Conosciamo così Lucia bambina, in un rigido paesino della campagna molisana. È lì che la bimba cresce, è tra le pareti di quella fattoria che vive i primi abbandoni, gli impietosi obblighi sociali, e si prepara a diventare “padrona del proprio scomparire”.
L’autrice descrive quegli anni con la precisione di un entomologo: i dettagli degli abiti, le scarpe, le borse, gli oggetti. Che pare di sentirlo addosso il gelo di certi momenti, il dolore “di una figlia abbandonata da genitori vivi”, la crudeltà di un matrimonio imposto a entrambi gli sposi.
“La normalità è solo quello a cui siamo abituati”, e Lucia la subisce, e manda giù, finché può. Sa bene che quel matrimonio è un contratto che la condanna a vita, sa che se fugge sarà inseguita dalla “fiatella sociale” che “imputridisce tutto quello che tocca”.

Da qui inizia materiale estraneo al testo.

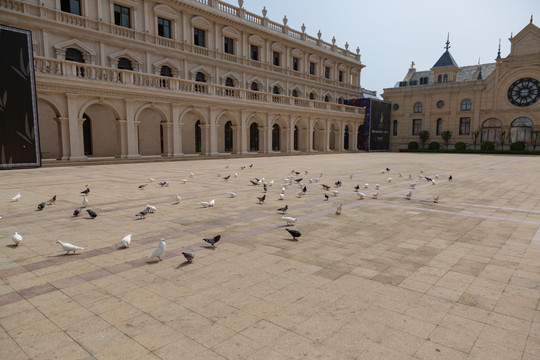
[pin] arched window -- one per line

E Lucia evade dalla dittatura del suo tempo e dalla ferocia di una famiglia che non l’ha saputa proteggere, si innamora di un uomo molto più grande di lei, già sposato, e cerca una nuova vita con lui. I due amanti diventano quindi ricercati: adulterio, abbandono del tetto coniugale.
L’arrivo a Milano di Lucia e Giuseppe ci mostra una città in pieno boom economico, che ha risucchiato una fiumana di immigrati per i nuovi cantieri, e che non ha più posto né per loro né per la loro neonata. Un progetto di vita schiantato, una coppia fuori legge disorientata, la pressione sociale, un orizzonte che si avvicina sempre più, e soffoca.
Una scelta, l’ultima.
L’autrice riannoda tutti i fili, scavalcando l’ottusità di una burocrazia che trattiene cartelle secretate e tenta di sbarrare una strada in cui pure la caparbietà di una figlia riesce a proseguire.

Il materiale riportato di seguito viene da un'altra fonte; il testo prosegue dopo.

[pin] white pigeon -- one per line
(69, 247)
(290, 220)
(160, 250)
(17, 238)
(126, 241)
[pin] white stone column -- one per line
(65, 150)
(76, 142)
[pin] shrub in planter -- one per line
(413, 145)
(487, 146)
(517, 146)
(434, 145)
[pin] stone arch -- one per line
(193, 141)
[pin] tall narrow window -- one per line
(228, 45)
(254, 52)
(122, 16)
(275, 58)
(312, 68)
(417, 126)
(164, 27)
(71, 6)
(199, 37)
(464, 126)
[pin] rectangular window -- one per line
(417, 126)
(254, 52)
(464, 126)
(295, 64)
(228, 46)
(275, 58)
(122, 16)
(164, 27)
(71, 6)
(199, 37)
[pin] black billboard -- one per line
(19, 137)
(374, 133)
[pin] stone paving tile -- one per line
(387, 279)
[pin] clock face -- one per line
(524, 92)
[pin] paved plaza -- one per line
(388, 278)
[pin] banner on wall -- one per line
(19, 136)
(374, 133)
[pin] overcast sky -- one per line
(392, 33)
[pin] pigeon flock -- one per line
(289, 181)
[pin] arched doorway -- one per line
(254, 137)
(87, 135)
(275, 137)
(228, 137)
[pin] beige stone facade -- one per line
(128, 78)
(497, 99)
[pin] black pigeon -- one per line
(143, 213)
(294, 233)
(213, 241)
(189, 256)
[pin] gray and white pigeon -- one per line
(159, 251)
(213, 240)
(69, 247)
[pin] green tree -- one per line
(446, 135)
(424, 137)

Ed ecco che la vicenda di queste due donne diventa urgenza di trovare la verità, qualunque essa sia: “Questo libro desidera essere opera di trascrizione e testimonianza dell’energia indelebile delle cose. La verità è nei fatti, emancipati dal nostro punto di vista”.
Come siano andate esattamente le cose non è dato sapere, ma forse non ha più importanza. Ciò che conta, è che Maria Grazia sia tornata a prendere Lucia, che la tiri per mano e se la porti via. “Vengo a prenderti, adesso che ho il doppio dei tuoi anni e ti guardo, da una vita che forse hai immaginato per me. Adesso vengo a prenderti e ti porto via. Lucia, dammi la mano”.

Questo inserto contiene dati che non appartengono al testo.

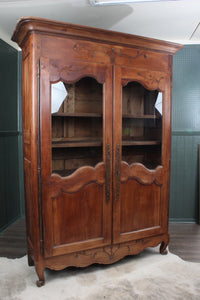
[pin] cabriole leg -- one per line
(163, 248)
(40, 272)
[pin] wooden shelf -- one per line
(76, 142)
(84, 115)
(98, 115)
(140, 143)
(129, 116)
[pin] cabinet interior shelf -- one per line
(89, 142)
(98, 115)
(84, 115)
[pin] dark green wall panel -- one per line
(11, 176)
(185, 135)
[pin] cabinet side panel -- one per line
(29, 199)
(26, 111)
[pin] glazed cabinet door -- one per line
(76, 155)
(141, 153)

È un testo che testimonia di una liberazione reciproca: una figlia e una madre che, ritrovandosi, si liberano a vicenda, in un estremo atto d’amore: “E adesso io prendo te, e ti lascio libera, pure di abbandonarmi”.
Non bisogna farsi trarre in inganno dal titolo: quello che di primo acchito può suonare come un rimprovero, brano dopo brano si mostra quale è: un riconoscimento d’amore.
Il luogo dove la figlia non è stata portata è il buio, la perdita della speranza, la morte. E invece è proprio la speranza l’eredità che questa madre dona alla figlia: di una vita migliore, dignitosa, di una luce che lei sente di non poterle offrire.
“Il suicidio è un eccesso di abbandono”, e quello di un genitore condanna il figlio alla medesima martellante domanda: non sono dunque stato sufficientemente importante per trattenerlo in vita? Questa indagine suggerisce che la verità è molto più complessa di così, occorre liberarsi dalla “forma ustoria di un’assenza” e affrancarsi da quel “mantello pesante dal quale ella (io) si deve una volta per tutte divincolare”.
Attraverso quest’opera, madre e figlia si incontrano, e permettono il passaggio di testimone, disegnano un cerchio luminoso laddove era stata tracciata una rigida semiretta: “Ma non era finita la tua pagina, Lucia, e adesso scrivi, con le mani mie, la vita che hai già scritto co tuo sangue in me”.
E allora non resta che raccogliersi in silenzio davanti a “questa posa di parole come fiori per sempre”, a questa lettera d’amore, lieve, come i passi di una bimba che, dapprima, avanzano con cautela, e poi, riconosciuta la mamma, le saltellano incontro gioiosi.